The Agreement is filed as Exhibits 10.1 to this Current Report on Form 8-K. The foregoing summary of the terms of the Agreement is subject to, and qualified in its entirety by, the Agreement, which is incorporated herein by reference.

 

Item 9.01 Financial Statements and Exhibits

 

(d) Exhibits

 

Exhibit No.   Exhibit Title or Description
10.1   Cloud Services Agreement by and between XMax AI Inc. and SuperX AI Technology USA dated April 22, 2026.*
104   Cover Page Interactive Data File (embedded within the Inline XBRL document).

 

*Certain identified information has been excluded from the exhibit because it is both (i) not material and (ii) the type that the registrant treats as private or confidential.

 

 

 

 

SIGNATURES

 

Pursuant to the requirements of the Securities Exchange Act of 1934, the Registrant has duly caused this report to be signed on its behalf by the undersigned, hereunto duly authorized.

 

  XMax Inc.
   
  /s/ Xiaohua Lu
  Xiaohua Lu
  Chief Executive Officer
   
April 28, 2026  

 

 

 

 

FAQ

What did XMax Inc. (NVFY) announce in this 8-K filing?

XMax Inc. disclosed that subsidiary XMax AI Inc. signed a Cloud Services Agreement with SuperX AI Technology USA for cloud infrastructure, AI model APIs, and support services, with total service fees of US$4,800,000 payable monthly over the contract term.

How much is XMax Inc. (NVFY) paying under the new cloud services agreement?

The agreement sets total service fees at US$4,800,000, payable monthly.

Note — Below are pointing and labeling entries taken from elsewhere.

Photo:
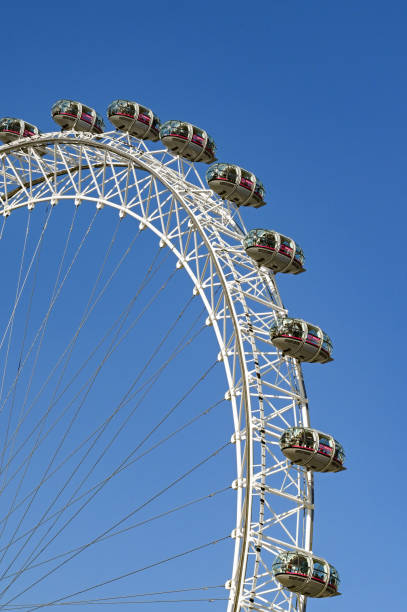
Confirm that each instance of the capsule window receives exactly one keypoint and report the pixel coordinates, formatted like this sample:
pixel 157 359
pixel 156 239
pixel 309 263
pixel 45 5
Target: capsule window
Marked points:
pixel 99 122
pixel 326 343
pixel 30 129
pixel 314 335
pixel 307 439
pixel 182 130
pixel 292 328
pixel 297 564
pixel 232 174
pixel 325 445
pixel 86 110
pixel 319 571
pixel 299 254
pixel 334 577
pixel 14 125
pixel 339 452
pixel 268 239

These payments cover cloud computing resources, access to large language models and AI APIs, and value-added services like architecture design, optimization, technical support, cost analysis, and security and compliance advisory.

Who are the parties to XMax Inc. (NVFY)’s cloud services agreement?

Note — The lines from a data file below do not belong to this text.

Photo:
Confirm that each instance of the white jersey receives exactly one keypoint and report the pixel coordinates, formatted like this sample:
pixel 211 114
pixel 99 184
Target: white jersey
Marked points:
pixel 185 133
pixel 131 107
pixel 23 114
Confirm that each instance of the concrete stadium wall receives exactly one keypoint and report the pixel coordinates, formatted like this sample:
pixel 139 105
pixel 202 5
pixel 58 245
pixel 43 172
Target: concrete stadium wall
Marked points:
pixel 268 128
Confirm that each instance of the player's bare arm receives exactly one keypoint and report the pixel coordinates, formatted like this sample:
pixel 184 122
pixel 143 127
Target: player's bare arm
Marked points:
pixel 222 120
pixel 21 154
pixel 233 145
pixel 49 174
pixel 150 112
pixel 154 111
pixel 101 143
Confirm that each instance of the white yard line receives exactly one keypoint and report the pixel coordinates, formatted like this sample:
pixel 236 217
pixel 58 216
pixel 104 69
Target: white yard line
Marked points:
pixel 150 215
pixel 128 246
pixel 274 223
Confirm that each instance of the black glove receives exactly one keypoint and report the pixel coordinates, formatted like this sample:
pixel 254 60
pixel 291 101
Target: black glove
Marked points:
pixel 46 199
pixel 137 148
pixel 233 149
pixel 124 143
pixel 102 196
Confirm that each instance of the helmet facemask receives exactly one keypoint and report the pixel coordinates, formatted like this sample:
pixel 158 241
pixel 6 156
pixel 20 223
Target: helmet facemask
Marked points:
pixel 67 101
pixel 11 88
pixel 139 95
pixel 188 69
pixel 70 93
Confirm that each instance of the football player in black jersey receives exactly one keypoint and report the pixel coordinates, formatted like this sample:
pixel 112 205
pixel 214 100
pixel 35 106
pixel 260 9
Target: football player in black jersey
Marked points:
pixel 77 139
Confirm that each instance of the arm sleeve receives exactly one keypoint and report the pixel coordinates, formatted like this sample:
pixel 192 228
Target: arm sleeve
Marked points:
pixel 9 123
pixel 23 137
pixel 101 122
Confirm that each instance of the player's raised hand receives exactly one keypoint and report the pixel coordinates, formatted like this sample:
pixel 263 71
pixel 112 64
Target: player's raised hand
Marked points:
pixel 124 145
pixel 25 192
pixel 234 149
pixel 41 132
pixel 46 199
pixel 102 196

The contract is between XMax AI Inc., a wholly owned subsidiary of XMax Inc., as Party A and SuperX AI Technology USA as Party B. Party B provides cloud resources, AI model APIs, and related support services under the agreement’s defined terms and conditions.

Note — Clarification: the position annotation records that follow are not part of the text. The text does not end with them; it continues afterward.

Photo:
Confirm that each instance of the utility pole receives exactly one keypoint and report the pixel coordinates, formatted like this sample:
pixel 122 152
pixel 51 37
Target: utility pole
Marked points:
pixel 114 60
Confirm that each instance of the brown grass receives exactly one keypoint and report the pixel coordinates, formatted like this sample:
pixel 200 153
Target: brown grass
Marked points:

How long does the XMax Inc. (NVFY) cloud services agreement last and how is it renewed?

The agreement becomes effective upon service commencement and runs for an initial term that automatically renews for one-year periods. Either party can prevent renewal by giving written non-renewal notice at least 60 days before the current term expires under the contract.

Who owns customer data under XMax Inc. (NVFY)’s cloud services deal?

XMax AI Inc. retains full ownership of all customer data stored, processed, or transmitted through the services. SuperX AI Technology USA may access this data only as necessary to perform its contractual obligations and is not permitted to use it for any other purposes.

Under what conditions can the XMax Inc. (NVFY) cloud services agreement be terminated early?

The agreement may end upon dissolution of a party, material breach, force majeure, mutual agreement, or legal requirement. Additionally, either party can terminate with 30 days written notice, triggering payment of accrued fees and refunds of unused prepayments and any remaining deposit.